When our team is testing the results of our OMOP CDM ETL (or validating someone’s OMOP CDM), we do in multiple steps:

  • Test data in the OMOP CDM from an integrity perspective e.g. referential integrity, key uniqueness, constraints, allowed value ranges etc… Some database offer DB constraints that should definitely be enabled after data is loaded.
  • Check mappings rates e.g. how no. of records successfully mapped into standard values
  • Check compliance with THEMIS business rules
  • Look for any anomalies in ACHILLES reports. For example data shifts or spikes, absence of data etc…

(with the DQ Dashboard that our OHDSI team is working on, we will be able to standardize on and automate several things I listed above)
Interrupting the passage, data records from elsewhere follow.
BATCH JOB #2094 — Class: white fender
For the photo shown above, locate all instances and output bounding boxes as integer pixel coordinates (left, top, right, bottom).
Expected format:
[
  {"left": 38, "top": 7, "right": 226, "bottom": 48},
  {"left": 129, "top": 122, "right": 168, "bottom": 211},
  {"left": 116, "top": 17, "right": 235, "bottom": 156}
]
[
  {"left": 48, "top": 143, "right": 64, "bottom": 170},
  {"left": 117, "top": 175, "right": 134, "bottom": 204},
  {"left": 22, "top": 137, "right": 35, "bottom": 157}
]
Then, as a part of UAT - we often take some of the existing queries and analyses that were successfully completed on source (“raw”) data and replicate those on OMOP CDM data and validate the results. It is not necessarily will produce the same results (and most likely will not) but gives a good idea on what changed during the ETL process. You can use ATLAS for designing these cohorts or analyses - but you do not have to. So, If you already have some existing queries against your Semantic database, you could convert it into OMOP CDM dialect and run it to compare the output in both cases.

No such thing for observational research. You can do a thorough job for your software implementations, you can even do some software system validation. But this has nothing to do with any predicate rule affecting the process of an NDA, or any GxP regulations. Let’s not confuse these things. Part 11 in particular is about electronic records and electronic signatures in lieu of their paper equivalents. We don’t have that problem. Or better, we are on the other end of the spectrum: our data are by definition not controlled, and the original paper records that once existed were not collected for the purpose of any activity regulated by the FDA.

Right, But ow we are in the world of real world evidence and real time data. The FDA and patient advocates are asking for these data. We have Pharma asking to mine these data and use the for indication approvals. So maybe we aren’t there yet but I can tell you it is coming down the road fast. I’ve been there done that of the “it’s not for registrational purposes” only to have it be used for Phase 4 approvals and we scrambled to clean it etc.

I totally agree. And we have to figure out a way to support the quality of our evidence generation, without the traditional logic “only perfect data will guarantee perfect results”. It will not happen, no matter how much we jump up and down. But the regulatory community isn’t there yet, they still follow their reflexes. And we haven’t done our homework, yet.